A Brief Description of Osgood-Schlatter
Osgood-Schlatter is a musculoskeletal condition seen in children and adolescents. This condition is characterized by inflammation just below the knees where the patellar tendon attaches to tibia.1 This inflammation tends to cause pain and restricts activities that children normally like to do like playing, hopping, jumping. The symptoms of Osgood-Schlatter are most predominant during growth spurts when there are significant changes occurring in the tendons, bones, and muscles simultaneously. During these times, any increase in activity like playing, jumping, running puts increased stress on the kneecap and causes more pain and prevents such children from partaking in any athletic activity or other games which puts excessive stress on the knees. Usually children who are active and are involved in sporting activities mostly get affected with Osgood-Schlatter, although less active children may also at times have this problem.
The mainstay of treatment for Osgood-Schlatter is simple rest and taking over the counter pain medications along with aggressive stretching and strengthening exercises till the time the symptoms abate and allows the child to go back to regular activities.
How Long Does It Take For Osgood Schlatter To Go Away?

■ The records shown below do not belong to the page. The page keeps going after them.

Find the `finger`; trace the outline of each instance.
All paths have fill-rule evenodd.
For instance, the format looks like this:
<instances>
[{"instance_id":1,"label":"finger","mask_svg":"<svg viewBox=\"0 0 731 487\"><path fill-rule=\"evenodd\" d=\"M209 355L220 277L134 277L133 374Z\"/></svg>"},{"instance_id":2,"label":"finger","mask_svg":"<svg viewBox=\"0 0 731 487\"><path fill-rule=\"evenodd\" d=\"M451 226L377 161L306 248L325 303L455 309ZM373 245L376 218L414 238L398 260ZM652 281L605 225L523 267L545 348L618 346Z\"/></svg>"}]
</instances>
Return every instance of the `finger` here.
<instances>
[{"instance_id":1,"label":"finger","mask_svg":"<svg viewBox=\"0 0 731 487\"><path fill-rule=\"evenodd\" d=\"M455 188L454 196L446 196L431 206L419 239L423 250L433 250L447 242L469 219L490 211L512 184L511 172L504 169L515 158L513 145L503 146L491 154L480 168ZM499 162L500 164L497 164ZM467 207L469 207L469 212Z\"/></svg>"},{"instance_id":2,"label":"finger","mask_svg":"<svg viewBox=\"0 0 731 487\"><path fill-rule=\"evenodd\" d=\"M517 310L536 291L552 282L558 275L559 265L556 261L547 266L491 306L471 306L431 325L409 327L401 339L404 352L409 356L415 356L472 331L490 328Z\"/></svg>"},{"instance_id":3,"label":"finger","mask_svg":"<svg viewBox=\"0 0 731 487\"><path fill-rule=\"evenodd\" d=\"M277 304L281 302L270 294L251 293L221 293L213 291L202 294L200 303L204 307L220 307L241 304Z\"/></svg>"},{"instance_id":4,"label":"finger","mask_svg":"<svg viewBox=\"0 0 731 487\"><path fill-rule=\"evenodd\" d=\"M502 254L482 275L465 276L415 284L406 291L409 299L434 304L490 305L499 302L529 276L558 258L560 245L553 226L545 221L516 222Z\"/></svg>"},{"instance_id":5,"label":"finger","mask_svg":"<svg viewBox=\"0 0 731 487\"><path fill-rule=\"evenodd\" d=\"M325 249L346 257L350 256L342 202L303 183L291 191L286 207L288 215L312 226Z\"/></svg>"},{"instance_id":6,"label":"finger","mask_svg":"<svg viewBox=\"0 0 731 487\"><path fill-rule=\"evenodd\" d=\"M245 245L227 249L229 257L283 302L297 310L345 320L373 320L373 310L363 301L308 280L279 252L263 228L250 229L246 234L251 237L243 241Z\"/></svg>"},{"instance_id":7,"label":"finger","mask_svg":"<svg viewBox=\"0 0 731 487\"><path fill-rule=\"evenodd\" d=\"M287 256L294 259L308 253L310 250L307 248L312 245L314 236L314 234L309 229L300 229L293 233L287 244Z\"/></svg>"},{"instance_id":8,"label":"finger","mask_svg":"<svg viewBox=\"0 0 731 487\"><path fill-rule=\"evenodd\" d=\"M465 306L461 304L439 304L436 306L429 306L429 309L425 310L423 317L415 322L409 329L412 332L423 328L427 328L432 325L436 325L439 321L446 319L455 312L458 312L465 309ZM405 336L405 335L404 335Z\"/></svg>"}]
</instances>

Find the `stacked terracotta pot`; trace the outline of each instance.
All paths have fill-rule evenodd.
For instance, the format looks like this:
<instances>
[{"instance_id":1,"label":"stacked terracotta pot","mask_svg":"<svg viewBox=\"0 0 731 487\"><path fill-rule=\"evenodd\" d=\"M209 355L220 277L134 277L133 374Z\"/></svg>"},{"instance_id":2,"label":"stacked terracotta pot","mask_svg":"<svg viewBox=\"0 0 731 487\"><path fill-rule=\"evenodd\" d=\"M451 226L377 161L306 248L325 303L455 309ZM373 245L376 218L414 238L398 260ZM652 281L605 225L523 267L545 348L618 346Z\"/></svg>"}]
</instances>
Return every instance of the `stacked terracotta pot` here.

Majority of the symptoms of Osgood-Schlatter tend to go away once the child stops growing. This happens usually when the child attains puberty, which is around age 14 for girls and age 16 for boys when the Osgood-Schlatter often goes away. However, till the child attains puberty he or she will need to restrict activities that may put excessive strain on the knees and cause pain due to Osgood Schlatter. Even after attaining puberty some children may have a visible bump as a remnant of Osgood Schlatter disease, even though there will be no pain. Once the symptoms of Osgood-Schlatter resolve, then the child will have to do aggressive stretching and strengthening in order to heal the knee.
A knee brace may also be of value in helping with the symptoms of Osgood-Schlatter. In some cases, the symptoms of Osgood-Schlatter may linger on till adulthood, but such cases are rare.
In conclusion, Osgood-Schlatter is a musculoskeletal condition seen in children where there is inflammation around the kneecap which results in pain and restriction of activities. The symptoms of this condition usually flare during the time of growth spurts. Osgood-Schlatter tend to go away or resolve when the child attains puberty, which is around age 14 for girls and 16 for boys and thus it takes for a child to attain puberty before you get rid of Osgood-Schlatter for good.